Gemäß § 2287 BGB analog kann der Vertragserbe die Schenkung zurückverlangen, wenn der Erblasser in der Absicht, den Vertragserben zu beeinträchtigen eine Schenkung macht. Dies betrifft im Falle eines Berliner Testaments den eingesetzten Schlusserben beziehungsweise das zuletzt erbende Kind.
Wann ist die Schenkung ausgeschlossen?
Auch im Falle des groben Undanks ist der Widerruf der Schenkung gemäß § 532 S. 1 BGB ausgeschlossen, wenn der Schenker dem Beschenkten seine Verfehlung verziehen hat. Für die Annahme einer Verzeihung muss der Schenker ein Verhalten zeigen, aus dem geschlossen werden kann, dass er das Verhalten des Beschenkten nicht mehr als Kränkung empfindet.

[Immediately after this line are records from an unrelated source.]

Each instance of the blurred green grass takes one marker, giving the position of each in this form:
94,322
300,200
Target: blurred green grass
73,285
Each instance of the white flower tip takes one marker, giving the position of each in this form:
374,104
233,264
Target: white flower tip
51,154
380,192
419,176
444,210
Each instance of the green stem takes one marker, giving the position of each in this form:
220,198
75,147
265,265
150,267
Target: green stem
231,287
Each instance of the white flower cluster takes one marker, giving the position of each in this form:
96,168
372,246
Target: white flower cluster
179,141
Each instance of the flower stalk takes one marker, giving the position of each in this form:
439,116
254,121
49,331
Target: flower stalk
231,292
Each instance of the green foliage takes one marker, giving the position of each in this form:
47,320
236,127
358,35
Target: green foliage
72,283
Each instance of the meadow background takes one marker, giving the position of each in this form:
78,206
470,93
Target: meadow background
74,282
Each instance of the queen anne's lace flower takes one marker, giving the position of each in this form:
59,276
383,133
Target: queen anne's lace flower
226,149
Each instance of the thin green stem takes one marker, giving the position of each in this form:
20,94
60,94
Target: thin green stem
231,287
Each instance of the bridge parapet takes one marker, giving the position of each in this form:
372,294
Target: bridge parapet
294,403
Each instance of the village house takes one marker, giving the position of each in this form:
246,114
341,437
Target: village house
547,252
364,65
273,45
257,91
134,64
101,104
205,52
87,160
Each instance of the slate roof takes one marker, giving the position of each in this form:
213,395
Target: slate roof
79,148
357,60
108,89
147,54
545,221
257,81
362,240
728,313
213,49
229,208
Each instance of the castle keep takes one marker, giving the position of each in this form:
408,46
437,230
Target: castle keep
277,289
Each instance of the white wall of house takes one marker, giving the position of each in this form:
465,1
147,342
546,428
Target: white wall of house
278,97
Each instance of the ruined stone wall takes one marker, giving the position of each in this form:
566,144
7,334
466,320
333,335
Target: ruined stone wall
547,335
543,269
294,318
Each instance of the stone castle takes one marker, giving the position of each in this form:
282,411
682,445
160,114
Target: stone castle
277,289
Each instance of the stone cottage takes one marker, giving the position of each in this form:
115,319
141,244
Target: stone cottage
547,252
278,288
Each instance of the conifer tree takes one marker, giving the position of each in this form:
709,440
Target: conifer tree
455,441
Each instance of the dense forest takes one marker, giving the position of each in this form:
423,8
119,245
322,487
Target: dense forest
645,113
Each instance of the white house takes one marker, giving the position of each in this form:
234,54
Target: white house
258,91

Zudem ist ein Widerruf ausgeschlossen, wenn seit dem Zeitpunkt, in dem der Schenker von dem Grund für den Widerruf Kenntnis erlangt hat, ein Jahr verstrichen ist. Ein Widerruf ist ebenfalls nicht möglich, wenn der Beschenkte verstorben ist. Somit kann der Anspruch auf Rückgabe auch nicht gegen die Erben geltend gemacht werden.
Bei Pflicht- oder Anstandsschenkungen kommt ein Widerruf gemäß § 534 BGB nicht in Betracht.
Wann verjährt der Anspruch auf Rückgabe?
Wie bereits oben erwähnt, ist der Anspruch auf Herausgabe des geschenkten Gegenstandes gemäß § 529 Absatz 1 BGB ausgeschlossen, wenn zur Zeit des Eintritts der Bedürftigkeit des Schenkers seit der Leistung des geschenkten Gegenstandes zehn Jahre verstrichen sind.
Die 10-Jahres-Frist beginnt ab dem Zeitpunkt der Vollziehung der Schenkung. Bezüglich einer Immobilienschenkung hat der BGH in seinem Urteil vom 19. Juli 2011 (Akz.: X ZR 140/10) festgestellt, dass dies bereits der Fall ist, wenn der Beschenkte einen Antrag auf Eintragung der Rechtsänderung beim Grundbuchamt gestellt hat, basierend auf einem ordnungsgemäßen Schenkungsvertrag und der Auflassung.
Für die Verjährung des Anspruchs auf Rückzahlung gilt die übliche Verjährungsfrist von drei Jahren gemäß § 195 BGB. Der Beginn der Verjährung ist der Schluss des Jahres, in dem der Anspruch entstanden ist und der Schenker von den Umständen erfährt, die ihn zum Widerruf berechtigen. Dies gilt auch, wenn der Schenker diese Umstände hätte erkennen müssen, jedoch auf grobe Fahrlässigkeit zurückzuführen nicht erlangt hat.